No one, Netanyahu told the vast audience, could afford to wait much longer. Sanctions were not working. And a nuclear Iran was an intolerable danger.

Netanyahu invoked the Holocaust – at some length. He recalled how the Allies had failed to attack the railway lines to Auschwitz at the height of World War II’s Nazi genocide, and how the Jewish people had been powerless. But 2012 was not 1944, he said. The difference was that, today, there is a state of Israel. “And the purpose of the Jewish state is to defend Jewish lives and to secure the Jewish future.”

“Never again,” he said, using those most potent of words – never again would the Jewish people be powerless. His voice, uncharacteristically, almost broke at this point.

Netanyahu has been accused by his critics over the years of being disingenuous, of being a master of manipulation, of making articulate presentations with little substance behind them. In this speech, he did not sound like he was being manipulative. He sounded like a man who feels the weight of obligation to protect the Jewish people from another genocidal regime. And as long as I am prime minister, he said, “I will never let my people live in the shadow of annihilation.”

It is anyone’s guess what the regime in Tehran will make of this address. For its part, the US administration will have heard almost nothing in it to suggest that the prime minister is in patient mode, prepared to heed President Barack Obama’s appeal, delivered in this same venue on Sunday, to give a little more time for diplomacy and sanctions to have their impact.

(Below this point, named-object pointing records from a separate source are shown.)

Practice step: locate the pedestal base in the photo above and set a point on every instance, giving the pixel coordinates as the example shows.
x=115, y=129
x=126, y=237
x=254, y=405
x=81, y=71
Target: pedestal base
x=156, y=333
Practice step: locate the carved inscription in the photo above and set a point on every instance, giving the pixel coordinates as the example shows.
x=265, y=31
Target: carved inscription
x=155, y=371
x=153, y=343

The audience, certainly, went away convinced that here is an Israeli prime minister who not only reserves the right to protect his nation as he sees fit, but is getting very close to acting on that right.

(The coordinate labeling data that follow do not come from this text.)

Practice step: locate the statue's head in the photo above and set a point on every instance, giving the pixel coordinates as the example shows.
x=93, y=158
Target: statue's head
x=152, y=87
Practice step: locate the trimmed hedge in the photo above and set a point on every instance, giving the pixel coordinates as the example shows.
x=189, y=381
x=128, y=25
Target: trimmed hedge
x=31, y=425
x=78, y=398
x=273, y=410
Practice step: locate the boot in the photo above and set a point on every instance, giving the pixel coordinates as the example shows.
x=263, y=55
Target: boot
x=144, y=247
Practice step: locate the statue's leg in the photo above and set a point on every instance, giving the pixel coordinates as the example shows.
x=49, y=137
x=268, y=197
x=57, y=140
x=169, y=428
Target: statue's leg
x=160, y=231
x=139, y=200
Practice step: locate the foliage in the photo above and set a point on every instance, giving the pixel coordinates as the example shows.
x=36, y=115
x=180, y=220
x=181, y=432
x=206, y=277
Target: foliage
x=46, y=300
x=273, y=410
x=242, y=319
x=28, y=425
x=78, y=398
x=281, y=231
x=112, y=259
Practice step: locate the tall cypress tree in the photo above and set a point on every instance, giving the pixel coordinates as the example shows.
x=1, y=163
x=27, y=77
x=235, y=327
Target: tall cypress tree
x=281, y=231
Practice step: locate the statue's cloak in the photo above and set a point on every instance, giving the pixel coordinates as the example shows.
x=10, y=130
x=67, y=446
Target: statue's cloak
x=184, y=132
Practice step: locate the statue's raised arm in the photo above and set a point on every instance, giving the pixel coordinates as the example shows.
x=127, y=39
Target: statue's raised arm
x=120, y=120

The US intelligence official who reportedly briefed Udi Segal lamented that the Israeli public is unaware of the disaster its leadership is on the point of provoking via a strike on Iran’s nuclear facilities. The missiles will rain down in their thousands, the official purportedly said, and the death toll will be in the thousands too. It is “tantamount to suicide,” the official warned.

Netanyahu on Monday night powerfully asserted the right of the Jewish people, for the Jewish state, to fight if necessary for its survival. He did not sound suicidal. But he did sound like a leader who, if he hasn’t completely made up his mind about how and when to act in order to thwart Iran’s nuclear drive, is on the point of taking precisely such a decision.

“There’s been a lot of talk about the cost of stopping Iran,” he said in one of the speech’s most telling passages. “It’s about time we started talking about the cost of not stopping Iran.”